Dans le même village une maison abandonnée qui a subi un incendie. J’entre et dans une grande pièce vide j’y découvre un harmonium fracassé. Je pose mes mains dessus, j’actionne les soufflets, miracle il fonctionne et le son est superbe : il résonne dans l’espace dénudé. Wajdi arrive et commence à filmer. Soudain dans l’embrasure d’une fenêtre détruite trois visages apparaissent : trois enfants entre six et neuf ans, peaux rouges et sombres, yeux, cheveux d’un noir intense, le petit est sérieux et fermé, la grande est curieuse, des enfants populaires qui sortent d’un film de Pasolini. . Miraculeusement la petite parle français. On essaye de se comprendre, ils m’écoutent jouer de la musique puis en un souffle ils disparaissent. Je les aperçois courir au loin dans une lumière éblouissante. De quoi écrire un poème…

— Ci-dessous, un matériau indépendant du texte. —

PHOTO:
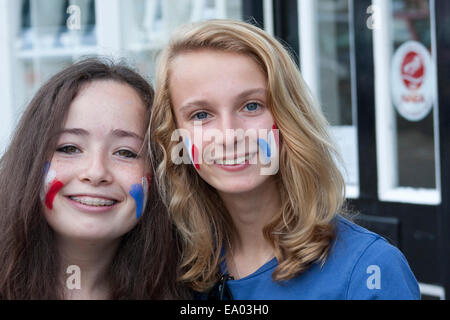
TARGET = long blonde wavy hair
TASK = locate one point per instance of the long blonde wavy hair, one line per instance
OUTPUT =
(311, 187)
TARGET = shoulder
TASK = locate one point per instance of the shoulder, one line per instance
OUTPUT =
(375, 269)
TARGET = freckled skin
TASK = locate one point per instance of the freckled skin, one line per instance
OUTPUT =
(102, 163)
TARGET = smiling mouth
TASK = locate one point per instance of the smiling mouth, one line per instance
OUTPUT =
(233, 162)
(93, 202)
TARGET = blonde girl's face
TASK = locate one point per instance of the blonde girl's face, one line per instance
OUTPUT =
(220, 100)
(94, 184)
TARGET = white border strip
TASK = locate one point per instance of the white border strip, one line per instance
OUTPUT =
(432, 290)
(268, 16)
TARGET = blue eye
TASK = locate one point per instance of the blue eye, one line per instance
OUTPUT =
(252, 106)
(126, 154)
(68, 149)
(202, 115)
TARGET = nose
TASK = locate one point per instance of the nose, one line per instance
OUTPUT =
(96, 170)
(233, 132)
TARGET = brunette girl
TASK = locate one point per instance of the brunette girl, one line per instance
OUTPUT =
(79, 217)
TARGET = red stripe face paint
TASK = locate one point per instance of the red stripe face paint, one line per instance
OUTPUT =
(195, 157)
(55, 186)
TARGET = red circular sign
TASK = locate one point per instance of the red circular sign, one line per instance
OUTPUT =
(413, 70)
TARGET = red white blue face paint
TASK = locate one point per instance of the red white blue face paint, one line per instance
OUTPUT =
(139, 192)
(193, 153)
(269, 147)
(51, 186)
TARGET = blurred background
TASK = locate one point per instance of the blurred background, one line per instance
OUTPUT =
(359, 57)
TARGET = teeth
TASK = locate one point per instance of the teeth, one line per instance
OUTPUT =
(231, 162)
(95, 202)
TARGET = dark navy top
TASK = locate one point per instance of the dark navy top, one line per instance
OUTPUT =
(361, 265)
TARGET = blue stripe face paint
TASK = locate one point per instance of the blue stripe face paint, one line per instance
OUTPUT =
(265, 150)
(137, 192)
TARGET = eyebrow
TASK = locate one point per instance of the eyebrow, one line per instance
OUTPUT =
(119, 133)
(203, 103)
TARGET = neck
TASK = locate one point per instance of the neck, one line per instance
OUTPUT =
(89, 260)
(250, 213)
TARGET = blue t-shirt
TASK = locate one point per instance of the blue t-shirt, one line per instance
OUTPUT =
(361, 265)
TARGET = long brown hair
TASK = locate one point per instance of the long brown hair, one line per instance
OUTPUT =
(145, 265)
(312, 189)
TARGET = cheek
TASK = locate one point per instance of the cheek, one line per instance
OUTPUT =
(269, 147)
(139, 192)
(193, 153)
(51, 186)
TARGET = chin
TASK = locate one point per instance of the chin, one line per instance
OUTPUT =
(238, 185)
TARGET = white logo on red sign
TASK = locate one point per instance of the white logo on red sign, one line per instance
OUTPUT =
(412, 81)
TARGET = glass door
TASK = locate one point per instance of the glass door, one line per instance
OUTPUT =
(406, 105)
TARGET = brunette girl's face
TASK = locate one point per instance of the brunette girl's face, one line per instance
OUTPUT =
(95, 184)
(222, 93)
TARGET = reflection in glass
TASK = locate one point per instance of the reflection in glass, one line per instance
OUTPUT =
(415, 140)
(335, 72)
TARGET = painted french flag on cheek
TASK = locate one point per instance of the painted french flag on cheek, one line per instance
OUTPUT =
(193, 153)
(50, 187)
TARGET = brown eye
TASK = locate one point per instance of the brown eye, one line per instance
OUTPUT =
(69, 149)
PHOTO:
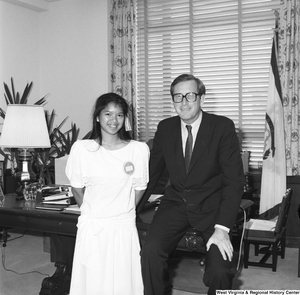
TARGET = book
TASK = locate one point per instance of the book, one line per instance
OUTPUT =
(261, 224)
(72, 209)
(61, 201)
(49, 207)
(51, 190)
(56, 197)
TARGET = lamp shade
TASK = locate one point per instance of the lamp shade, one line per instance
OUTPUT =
(25, 127)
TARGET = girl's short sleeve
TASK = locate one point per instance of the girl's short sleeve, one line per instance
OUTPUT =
(74, 168)
(141, 176)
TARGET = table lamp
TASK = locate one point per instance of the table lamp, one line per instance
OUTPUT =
(24, 128)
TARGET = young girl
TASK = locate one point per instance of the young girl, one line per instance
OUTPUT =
(108, 174)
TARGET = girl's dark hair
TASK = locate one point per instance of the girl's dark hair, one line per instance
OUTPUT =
(101, 102)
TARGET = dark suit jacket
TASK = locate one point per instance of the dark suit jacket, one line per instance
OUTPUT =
(213, 187)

Nous avons des visions, nous sommes inspirés, je pose un caillou sur un grand tas de pierres qui fait face à la mer du détroit de Davis pour mon père qui vient de mourir et Wajdi en pose un pour son père qui va bientôt mourir. Mais malgré ces extases intérieures nous restons des fantômes de passage, des passants inutiles… Au magasin du village, on nous regarde aussi gêné qu’indiffèrent, nous ne servons à rien, on ne comprend pas ce qu’on veut. De toute façon, demain, nous aurons disparu et nous n’aurons jamais existé. D’autres fantômes prendront notre place, aussi enthousiastes et transparents que nous. Pourtant nous avons eu le sentiment si vif et si réel de comprendre cet endroit. De l’aimer pour ce qu’il est. Et en retour il nous a enrichi l’âme, mais en secret, sans rien montrer. Cette sensation si juive d’être de cette terre et de ne pas y être. Au Japon je me suis senti japonais…

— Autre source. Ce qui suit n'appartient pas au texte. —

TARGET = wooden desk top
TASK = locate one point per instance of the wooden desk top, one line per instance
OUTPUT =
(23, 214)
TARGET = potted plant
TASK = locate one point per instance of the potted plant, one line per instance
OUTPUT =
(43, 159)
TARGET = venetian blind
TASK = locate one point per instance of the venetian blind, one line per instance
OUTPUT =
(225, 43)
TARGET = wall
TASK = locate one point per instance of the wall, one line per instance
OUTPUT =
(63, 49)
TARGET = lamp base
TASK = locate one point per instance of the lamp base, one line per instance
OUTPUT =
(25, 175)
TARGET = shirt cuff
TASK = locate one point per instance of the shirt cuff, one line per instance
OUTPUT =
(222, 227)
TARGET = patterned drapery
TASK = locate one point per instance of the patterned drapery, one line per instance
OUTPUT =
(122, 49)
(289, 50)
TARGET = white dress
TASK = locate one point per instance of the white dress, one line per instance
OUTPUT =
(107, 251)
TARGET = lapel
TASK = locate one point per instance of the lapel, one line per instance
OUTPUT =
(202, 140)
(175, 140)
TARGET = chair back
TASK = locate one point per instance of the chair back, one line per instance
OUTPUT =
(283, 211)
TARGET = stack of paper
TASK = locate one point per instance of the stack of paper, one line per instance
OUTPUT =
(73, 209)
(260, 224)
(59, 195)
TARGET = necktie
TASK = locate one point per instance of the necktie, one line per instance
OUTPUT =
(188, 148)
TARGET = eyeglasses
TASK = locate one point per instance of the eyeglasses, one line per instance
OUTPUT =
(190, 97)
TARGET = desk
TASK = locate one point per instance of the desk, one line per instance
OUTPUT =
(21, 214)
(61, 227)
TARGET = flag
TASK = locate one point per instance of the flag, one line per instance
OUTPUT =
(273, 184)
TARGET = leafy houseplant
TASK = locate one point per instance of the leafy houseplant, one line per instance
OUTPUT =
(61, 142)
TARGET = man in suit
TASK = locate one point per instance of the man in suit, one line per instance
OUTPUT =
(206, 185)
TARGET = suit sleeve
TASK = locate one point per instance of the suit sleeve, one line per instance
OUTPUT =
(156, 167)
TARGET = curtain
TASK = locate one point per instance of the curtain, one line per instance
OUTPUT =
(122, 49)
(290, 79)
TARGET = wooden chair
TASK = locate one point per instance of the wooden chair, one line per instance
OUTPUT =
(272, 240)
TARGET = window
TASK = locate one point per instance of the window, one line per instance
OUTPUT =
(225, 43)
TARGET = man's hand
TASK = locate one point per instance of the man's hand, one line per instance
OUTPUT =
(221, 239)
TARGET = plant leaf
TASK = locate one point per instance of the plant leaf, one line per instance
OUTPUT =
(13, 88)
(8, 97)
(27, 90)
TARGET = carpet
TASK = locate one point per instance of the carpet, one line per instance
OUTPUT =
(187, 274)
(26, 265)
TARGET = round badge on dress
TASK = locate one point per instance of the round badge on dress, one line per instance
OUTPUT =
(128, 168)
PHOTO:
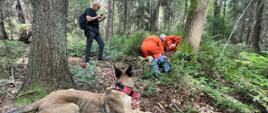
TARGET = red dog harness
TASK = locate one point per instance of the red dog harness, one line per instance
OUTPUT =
(126, 89)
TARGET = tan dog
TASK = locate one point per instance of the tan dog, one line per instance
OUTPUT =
(75, 101)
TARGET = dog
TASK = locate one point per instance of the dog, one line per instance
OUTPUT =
(76, 101)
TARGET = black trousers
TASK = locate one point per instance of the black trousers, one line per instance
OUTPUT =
(90, 36)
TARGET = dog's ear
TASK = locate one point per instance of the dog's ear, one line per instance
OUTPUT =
(117, 72)
(129, 71)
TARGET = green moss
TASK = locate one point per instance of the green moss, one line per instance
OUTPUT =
(30, 94)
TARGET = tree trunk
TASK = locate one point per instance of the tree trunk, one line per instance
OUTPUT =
(125, 17)
(217, 10)
(25, 34)
(224, 9)
(47, 57)
(20, 13)
(195, 23)
(154, 16)
(185, 11)
(3, 34)
(257, 28)
(112, 18)
(108, 24)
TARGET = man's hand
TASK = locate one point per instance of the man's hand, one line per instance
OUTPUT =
(89, 18)
(173, 45)
(102, 18)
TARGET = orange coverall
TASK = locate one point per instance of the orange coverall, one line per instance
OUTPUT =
(152, 45)
(172, 40)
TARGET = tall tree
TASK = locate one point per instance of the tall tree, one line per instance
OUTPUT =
(25, 34)
(185, 11)
(3, 34)
(47, 57)
(20, 13)
(154, 15)
(125, 16)
(257, 28)
(109, 19)
(217, 10)
(195, 23)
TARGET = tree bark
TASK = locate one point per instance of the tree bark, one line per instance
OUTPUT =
(125, 17)
(185, 11)
(3, 34)
(47, 57)
(257, 28)
(20, 13)
(195, 23)
(217, 10)
(25, 34)
(112, 16)
(154, 16)
(224, 8)
(108, 24)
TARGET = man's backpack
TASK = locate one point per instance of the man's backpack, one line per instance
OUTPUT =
(83, 21)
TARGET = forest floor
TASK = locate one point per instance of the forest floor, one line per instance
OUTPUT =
(162, 99)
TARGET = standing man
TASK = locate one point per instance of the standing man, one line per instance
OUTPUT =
(92, 30)
(170, 42)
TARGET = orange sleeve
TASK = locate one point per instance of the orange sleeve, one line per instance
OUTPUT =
(160, 45)
(176, 39)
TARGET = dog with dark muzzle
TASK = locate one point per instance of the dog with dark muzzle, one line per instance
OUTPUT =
(115, 100)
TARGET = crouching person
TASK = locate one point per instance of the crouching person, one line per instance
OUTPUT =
(153, 50)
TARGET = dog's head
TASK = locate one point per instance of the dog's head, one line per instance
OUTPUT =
(123, 74)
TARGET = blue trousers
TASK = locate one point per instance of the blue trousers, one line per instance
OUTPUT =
(90, 36)
(162, 61)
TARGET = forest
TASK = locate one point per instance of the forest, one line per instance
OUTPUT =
(219, 64)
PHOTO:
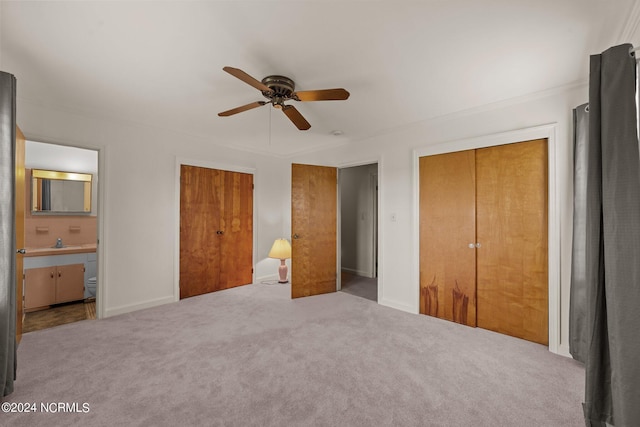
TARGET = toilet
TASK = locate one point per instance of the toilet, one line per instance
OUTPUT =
(91, 287)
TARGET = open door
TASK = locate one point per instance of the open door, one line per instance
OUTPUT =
(20, 215)
(314, 204)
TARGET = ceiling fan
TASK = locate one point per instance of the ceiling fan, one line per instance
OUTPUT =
(278, 90)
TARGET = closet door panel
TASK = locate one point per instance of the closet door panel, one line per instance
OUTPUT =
(447, 229)
(236, 240)
(512, 275)
(200, 190)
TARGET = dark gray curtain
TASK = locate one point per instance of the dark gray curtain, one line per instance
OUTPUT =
(7, 233)
(612, 243)
(578, 299)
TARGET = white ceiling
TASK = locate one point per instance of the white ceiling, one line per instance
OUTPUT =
(160, 63)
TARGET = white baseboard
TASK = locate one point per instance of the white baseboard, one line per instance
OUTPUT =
(138, 306)
(357, 272)
(270, 277)
(397, 305)
(563, 350)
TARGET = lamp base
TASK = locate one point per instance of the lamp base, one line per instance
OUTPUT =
(282, 271)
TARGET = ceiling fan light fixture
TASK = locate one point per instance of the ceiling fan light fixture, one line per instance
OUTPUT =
(279, 89)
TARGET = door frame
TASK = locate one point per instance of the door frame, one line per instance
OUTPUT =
(547, 131)
(101, 289)
(209, 165)
(377, 231)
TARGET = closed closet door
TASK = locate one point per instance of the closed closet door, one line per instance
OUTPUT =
(512, 262)
(216, 230)
(448, 236)
(483, 238)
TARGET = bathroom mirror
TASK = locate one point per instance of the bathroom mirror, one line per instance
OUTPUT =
(54, 192)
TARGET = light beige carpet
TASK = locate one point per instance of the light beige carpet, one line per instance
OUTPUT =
(251, 356)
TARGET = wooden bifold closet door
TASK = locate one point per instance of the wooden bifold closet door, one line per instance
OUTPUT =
(216, 230)
(483, 238)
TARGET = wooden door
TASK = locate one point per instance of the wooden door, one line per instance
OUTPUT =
(448, 236)
(40, 287)
(69, 283)
(216, 230)
(20, 218)
(236, 244)
(512, 230)
(314, 230)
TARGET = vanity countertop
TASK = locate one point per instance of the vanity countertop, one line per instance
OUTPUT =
(67, 249)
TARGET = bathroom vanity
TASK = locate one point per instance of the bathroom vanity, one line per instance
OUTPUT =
(57, 275)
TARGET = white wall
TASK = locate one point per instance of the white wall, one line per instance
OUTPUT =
(357, 219)
(137, 212)
(137, 183)
(396, 151)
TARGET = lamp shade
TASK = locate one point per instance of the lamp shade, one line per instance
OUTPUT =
(281, 249)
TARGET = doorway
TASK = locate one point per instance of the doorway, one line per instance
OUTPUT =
(358, 193)
(71, 266)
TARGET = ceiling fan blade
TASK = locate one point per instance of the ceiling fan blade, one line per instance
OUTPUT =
(322, 95)
(295, 116)
(241, 109)
(238, 73)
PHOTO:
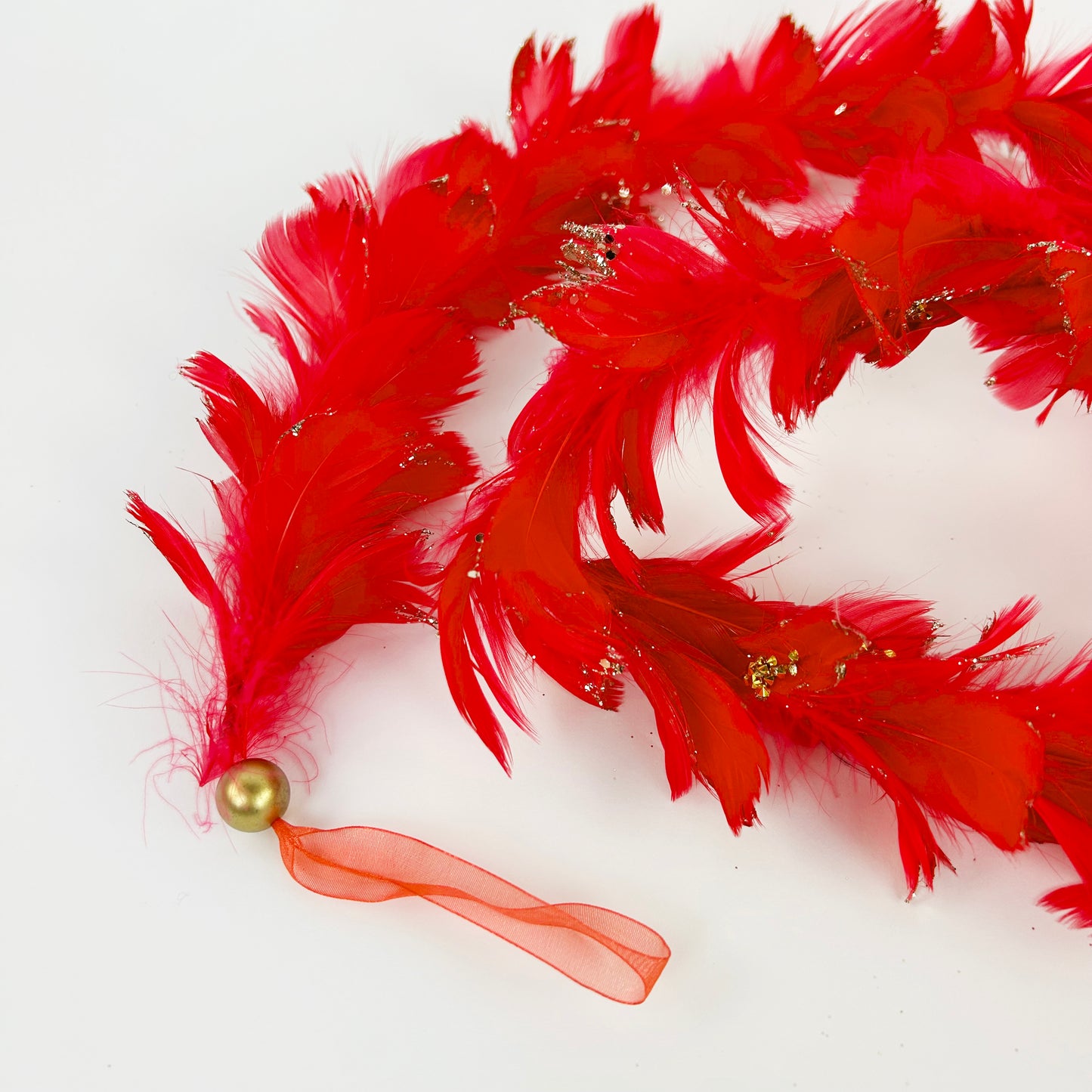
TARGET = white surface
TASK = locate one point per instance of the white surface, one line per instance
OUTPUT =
(145, 144)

Alors le voyage est-il impossible ? Le vrai voyage n’est-il qu’une expérience intérieure ? Un décalage du regard qui se repose dans l’inédit et qui revient rajeunit dans le monde connu ? La seule façon d’interrompre la fatigue hypnotique qui nous rend aveugle ? De participer activement aux forces qui régénèrent continuellement le monde ? De renouveler la saveur initiale sur les choses et les êtres que l’on aime ? Si oui, alors le silence est aussi le vrai voyage. Dans le silence tout retrouve sa vérité et son étrangeté naturelle. Restez sérieusement silencieux dans un endroit familier et il ne le restera pas longtemps… Il retrouvera vite son inconnaissable et le voyage commencera.
Si on veut espérer une vérité du voyage aujourd’hui (ce qui me semble si délicat), l’histoire de Rabbi Eisik raconté par Rabbi Simha Bounam, qui dit sa fameuse escapade jusqu’à Prague pour revenir découvrir un butin rêvé chez lui à Cracovie, pourra être méditée : tu as traversé en vain l’espace et le danger pour trouver le trésor qui était juste à ton côté, sous ton fourneau ou dans ta cave peu importe, mais juste là, c’est-à-dire en toi, c’était ton cœur, ton âme, ton innocence… Alors où que tu ailles, voyage avec ton cœur, ton âme, ton innocence et tu seras l’étranger merveilleux (au moins pour toi-même). Tu seras partout et nulle part chez toi et le voyage sera aboli.